Kleinere Klassen, mehr Geld - aber kaum noch Studenten. Der Lehrberuf muss auch für Quereinstiger attraktiver werden. Eine Kolumne.

Guten Tag, ich bin die Lehrerschwemme! Seid ihr der Pillenknick? – So begrüßt ein Herr im schwarzen Anzug eine riesige Zahl von Schülern, die in zweier Bänken vor ihm sitzt. Diese Karikatur erschien im Jahr 1975 im Spiegel. Es war die Zeit als noch jeder vierte Abiturient Lehrämter studierte, aber auch eine Zeit, in der die Bundesländer, zuständig für Bildung, zum Sparen verdammt waren. Die Bundesrepublik war in die zweite Wirtschaftsflaute geraten mit einer steigenden Zahl an Arbeitslosen und abnehmenden Investitionen. Statt endlich die zu hohen Schülerzahlen von 35, gar 40 Schülern pro Klasse senken zu können, wurden die zahlreich zur Verfügung stehenden Lehramtskandidaten in die Arbeitslosigkeit geschickt. Hoher Stundenausfall wurde zur Regel, selbst in Bayern. In Hamburg schlossen sich Elternvertretungen zusammen und wüteten öffentlich mit dem Slogan: „Haut den Senatoren den Rotstift um die Ohren“.

44 Jahre später scheint alles besser - aber es herrscht Lehrermangel

44 Jahre später ist fast alles besser: kleinere Klassen, viel Geld, Bildung als gefragtes Gut. „Zukunft Bildung“ heißt die Themenwoche bei der ARD im kommenden November.

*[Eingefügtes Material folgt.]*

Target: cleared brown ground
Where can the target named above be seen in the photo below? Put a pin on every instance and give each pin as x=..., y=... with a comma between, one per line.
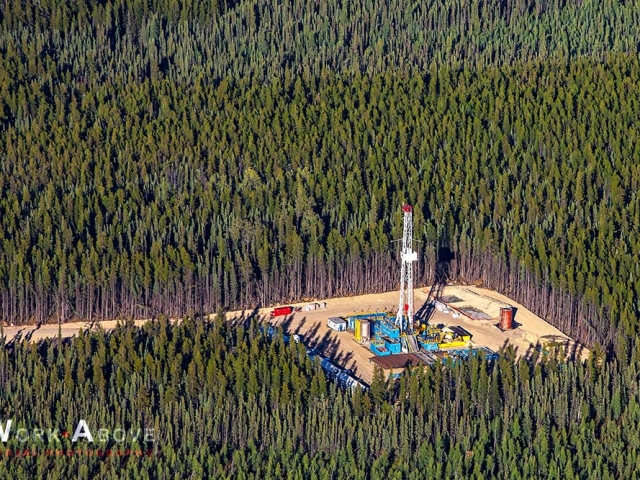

Doch es herrscht Lehrermangel. Eine aktuelle Bertelsmann-Studie prognostiziert, dass bis 2025 mehr als 26.000 Grundschullehrer fehlen. Liegt das daran, dass die zuständigen Ministerien den Bedarf, einschließlich der Studienplätze falsch kalkuliert haben? Wäre es das allein, ließe es sich ja noch den Realitäten anpassen. Doch der Lehrerberuf hat an Attraktivität verloren. Im Jahr 2018 begannen nur sieben Prozent der Studienanfänger, etwa 30.000 Frauen und Männer, ein Lehramtsstudium. Wirklich überraschend ist es deshalb nicht, wenn beispielsweise eine Schülerin als einzige von 25 im Deutschkurs erklärt, Lehrerin werden zu wollen und sich mitleidige Blicke einfängt, statt anerkennende.

Was es jetzt braucht, ist hohe gesellschaftliche Anerkennung, Aufstiegschancen auch außerhalb von Schule und mehr für diejenigen, die auf andere wertgeschätzte akademische Berufe verzichtend, heute und künftig Kinder und Jugendliche erziehen und bilden.